Wednesday, 1 November 11:00am – 12:00pm

This seminar will be delivered in Chemistry Lecture Theatre 4

Speaker: Dr Ziyu Wang, School of Life and Environmental Sciences

Host: Dr David Nguyen

Title: Rapid regeneration of a neoartery with elastic lamellae

Abstract: Compromised arteries such as those suffering from severe atherosclerosis can lead to myocardial infarction, which is the leading cause of death worldwide. Autologous or commercially available synthetic grafts can be used as artery replacement, but these often fail to provide long-term patency and display limited regeneration. Diverse types of biomaterials have been used to fabricate vascular grafts and achieved rapid reendothelialisation and ECM production. However, the regeneration of organised elastin such as elastic lamellae remains the key challenge in the vascular graft field. Towards this goal, we have fabricated vascular grafts from a combination of tropoelastin (TE), the soluble precursor to elastin, and polyglycerol sebacate (PGS), a highly elastic degradable biomaterial. We combined TE with PGS to fabricate robust, suturable elastic vascular grafts with a tunable 3D microstructure, compliant mechanical properties that match human arteries. These composites are attractive candidates for off-the-shelf small-diameter vascular grafts to achieve artery tissue regeneration with elastic lamellae – a key structure for the artery biological and mechanical functions.

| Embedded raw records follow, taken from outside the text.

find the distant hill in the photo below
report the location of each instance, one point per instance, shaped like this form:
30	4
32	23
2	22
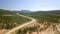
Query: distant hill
25	11
48	12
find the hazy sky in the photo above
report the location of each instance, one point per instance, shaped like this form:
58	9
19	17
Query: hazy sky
30	4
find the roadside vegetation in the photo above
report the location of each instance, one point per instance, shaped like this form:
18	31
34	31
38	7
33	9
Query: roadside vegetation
44	19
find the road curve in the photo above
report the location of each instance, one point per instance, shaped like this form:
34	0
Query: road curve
23	25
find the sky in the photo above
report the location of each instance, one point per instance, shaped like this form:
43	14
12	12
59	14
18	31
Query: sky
33	5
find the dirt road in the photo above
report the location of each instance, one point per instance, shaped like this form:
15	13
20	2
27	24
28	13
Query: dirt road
23	25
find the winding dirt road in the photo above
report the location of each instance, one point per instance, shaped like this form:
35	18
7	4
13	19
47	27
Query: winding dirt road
23	25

Bio: Dr Ziyu Wang is a Postdoctoral Research Associate in the School of Life and Environmental Sciences with a specialisation in Biomaterials and Tissue Engineering. He received a PhD in Tissue Engineering from the University of Sydney in 2022, along with a BE in Biomedical Engineering (Class I Honours) from the University of Sydney in 2017. Dr Ziyu Wang is interested in the use of biomimetic and biodegradable materials for the healing and regeneration of soft tissues. His current projects include; 1) Modified tropoelastin-PGS vascular graft for neoartery regeneration; 2) Developing an immunomodulatory band-aid for accelerating chronic wound healing; 3) constructing shape transforming cardiac patches for immediate cardiac function after implantation with improved cardiac tissue regeneration. These projects employ multidisciplinary approaches that encompass advanced engineering fabrication techniques, in vitro cell and in vivo animal models, and imaging mass cytometry combined with bioinformatics to evaluate tissue regeneration capabilities induced by the implants.